React is not a UI framework, it's a low level reactive library with very limited scope - even the DOM bindings are shipped separately, and it can be used for much more than just GUI, for example VR experiences or cloud infrastructure deployment. Bring your own batteries.

1 comments

The issue with the “bring your own widgets” approach in my experience is that it’s unusual for third party widget packages to have anywhere near the sort of depth and breadth of capabilities compared to the same widgets that come OOTB with native UI toolkits. This means “shopping” for the widget with the best tradeoffs for one’s particular use case and making up for whatever inadequacies it comes with yourself (or just living with the inadequacies, resulting in a crappier app), which is annoying at best.

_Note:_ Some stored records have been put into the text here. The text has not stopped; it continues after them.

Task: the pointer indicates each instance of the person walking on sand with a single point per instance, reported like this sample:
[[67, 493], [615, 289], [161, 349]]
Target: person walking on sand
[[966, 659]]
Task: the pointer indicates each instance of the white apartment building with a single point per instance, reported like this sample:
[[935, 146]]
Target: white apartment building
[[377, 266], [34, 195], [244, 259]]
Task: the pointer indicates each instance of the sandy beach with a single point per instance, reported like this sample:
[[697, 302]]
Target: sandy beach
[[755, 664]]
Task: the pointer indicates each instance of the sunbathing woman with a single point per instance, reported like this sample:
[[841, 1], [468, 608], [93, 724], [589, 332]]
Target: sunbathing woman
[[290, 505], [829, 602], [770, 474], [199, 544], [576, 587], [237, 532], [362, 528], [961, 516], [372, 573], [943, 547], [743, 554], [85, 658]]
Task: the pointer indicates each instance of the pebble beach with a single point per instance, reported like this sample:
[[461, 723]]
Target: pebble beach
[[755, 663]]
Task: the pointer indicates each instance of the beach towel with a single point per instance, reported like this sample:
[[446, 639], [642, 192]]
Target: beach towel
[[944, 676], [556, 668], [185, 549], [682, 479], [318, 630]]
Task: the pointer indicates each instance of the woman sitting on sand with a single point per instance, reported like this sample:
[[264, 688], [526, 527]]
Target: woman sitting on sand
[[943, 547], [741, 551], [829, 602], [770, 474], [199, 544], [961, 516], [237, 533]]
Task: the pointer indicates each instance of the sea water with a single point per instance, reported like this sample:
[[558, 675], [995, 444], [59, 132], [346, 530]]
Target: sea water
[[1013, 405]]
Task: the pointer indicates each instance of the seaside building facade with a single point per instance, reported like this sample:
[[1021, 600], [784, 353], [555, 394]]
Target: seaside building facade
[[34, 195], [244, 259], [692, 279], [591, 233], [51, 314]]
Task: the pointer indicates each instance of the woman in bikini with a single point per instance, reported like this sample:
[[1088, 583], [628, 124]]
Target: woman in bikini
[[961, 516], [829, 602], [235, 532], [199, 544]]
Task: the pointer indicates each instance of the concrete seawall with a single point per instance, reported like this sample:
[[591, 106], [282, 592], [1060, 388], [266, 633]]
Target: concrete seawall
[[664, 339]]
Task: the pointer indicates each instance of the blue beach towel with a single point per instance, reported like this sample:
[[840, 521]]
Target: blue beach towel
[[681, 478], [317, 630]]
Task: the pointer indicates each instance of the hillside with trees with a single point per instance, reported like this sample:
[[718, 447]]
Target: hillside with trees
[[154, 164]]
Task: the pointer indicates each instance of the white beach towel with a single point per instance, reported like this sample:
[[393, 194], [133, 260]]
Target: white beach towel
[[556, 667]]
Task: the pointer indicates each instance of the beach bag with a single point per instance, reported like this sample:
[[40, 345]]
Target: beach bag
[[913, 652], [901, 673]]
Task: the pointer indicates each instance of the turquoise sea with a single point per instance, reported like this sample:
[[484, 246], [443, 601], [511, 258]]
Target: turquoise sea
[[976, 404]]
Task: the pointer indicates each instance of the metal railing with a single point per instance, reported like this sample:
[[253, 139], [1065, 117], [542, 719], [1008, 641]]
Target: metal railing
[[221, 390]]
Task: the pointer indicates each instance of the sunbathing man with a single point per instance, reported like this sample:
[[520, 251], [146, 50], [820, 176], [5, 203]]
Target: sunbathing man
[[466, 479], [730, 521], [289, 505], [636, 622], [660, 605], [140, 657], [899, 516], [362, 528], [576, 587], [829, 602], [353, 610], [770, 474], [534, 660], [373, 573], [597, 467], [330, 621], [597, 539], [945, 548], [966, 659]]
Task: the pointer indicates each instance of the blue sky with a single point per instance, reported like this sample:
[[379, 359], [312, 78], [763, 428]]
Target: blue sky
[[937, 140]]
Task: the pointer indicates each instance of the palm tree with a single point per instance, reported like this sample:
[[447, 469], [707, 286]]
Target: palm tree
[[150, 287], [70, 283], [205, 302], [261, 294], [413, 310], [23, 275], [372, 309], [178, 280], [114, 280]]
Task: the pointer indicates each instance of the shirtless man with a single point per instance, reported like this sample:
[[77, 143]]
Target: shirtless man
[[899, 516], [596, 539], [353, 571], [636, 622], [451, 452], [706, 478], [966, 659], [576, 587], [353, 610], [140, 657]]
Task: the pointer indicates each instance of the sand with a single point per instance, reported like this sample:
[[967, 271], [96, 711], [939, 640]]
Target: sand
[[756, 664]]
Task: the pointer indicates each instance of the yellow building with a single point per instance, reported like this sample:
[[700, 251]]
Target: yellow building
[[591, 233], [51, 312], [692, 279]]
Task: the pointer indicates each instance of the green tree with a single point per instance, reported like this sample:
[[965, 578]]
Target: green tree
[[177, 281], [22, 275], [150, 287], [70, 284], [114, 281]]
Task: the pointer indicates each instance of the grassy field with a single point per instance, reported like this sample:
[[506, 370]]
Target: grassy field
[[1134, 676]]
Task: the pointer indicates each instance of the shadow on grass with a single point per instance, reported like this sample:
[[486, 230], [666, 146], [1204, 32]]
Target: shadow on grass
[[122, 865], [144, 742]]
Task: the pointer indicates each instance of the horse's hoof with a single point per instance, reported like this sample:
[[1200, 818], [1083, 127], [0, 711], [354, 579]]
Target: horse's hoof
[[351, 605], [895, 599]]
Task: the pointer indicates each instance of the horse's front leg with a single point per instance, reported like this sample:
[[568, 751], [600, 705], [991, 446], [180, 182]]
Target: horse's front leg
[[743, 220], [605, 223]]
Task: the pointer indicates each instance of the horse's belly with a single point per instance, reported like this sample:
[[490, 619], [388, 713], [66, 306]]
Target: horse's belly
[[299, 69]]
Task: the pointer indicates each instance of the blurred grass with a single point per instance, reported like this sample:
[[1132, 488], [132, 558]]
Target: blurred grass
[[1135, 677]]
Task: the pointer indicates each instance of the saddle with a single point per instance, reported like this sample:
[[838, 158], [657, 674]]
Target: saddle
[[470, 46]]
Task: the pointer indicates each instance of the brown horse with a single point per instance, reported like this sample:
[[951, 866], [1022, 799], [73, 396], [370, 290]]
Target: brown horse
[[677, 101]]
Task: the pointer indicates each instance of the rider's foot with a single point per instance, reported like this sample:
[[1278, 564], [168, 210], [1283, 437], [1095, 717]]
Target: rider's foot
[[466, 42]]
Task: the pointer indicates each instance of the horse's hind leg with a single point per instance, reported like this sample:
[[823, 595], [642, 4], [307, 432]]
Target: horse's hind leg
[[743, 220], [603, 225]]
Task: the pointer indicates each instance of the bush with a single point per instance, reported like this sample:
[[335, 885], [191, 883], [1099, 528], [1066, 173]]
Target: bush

It’s so much nicer to just be able to trust that an extensive library of stock widgets will be able to do whatever it is that you need, as tends to be the case with AppKit/UIKit.

When you're building a cross-platform app OSX isn't the weakest link. It's older versions of Windows and Linux.

And UI libraries like Tailwind, Shoelace etc are surprisingly extensive and constantly being improved. And if something isn't to your liking it's often to trivial to change it.

That'd be something provided by the Web platform (through the DOM bindings), not React. React provides a way to work with the DOM elements/native components/etc in a reactive way.

The real problem is that the Web platform doesn't offer a good set of customizable UI elements other than the most barebone basics.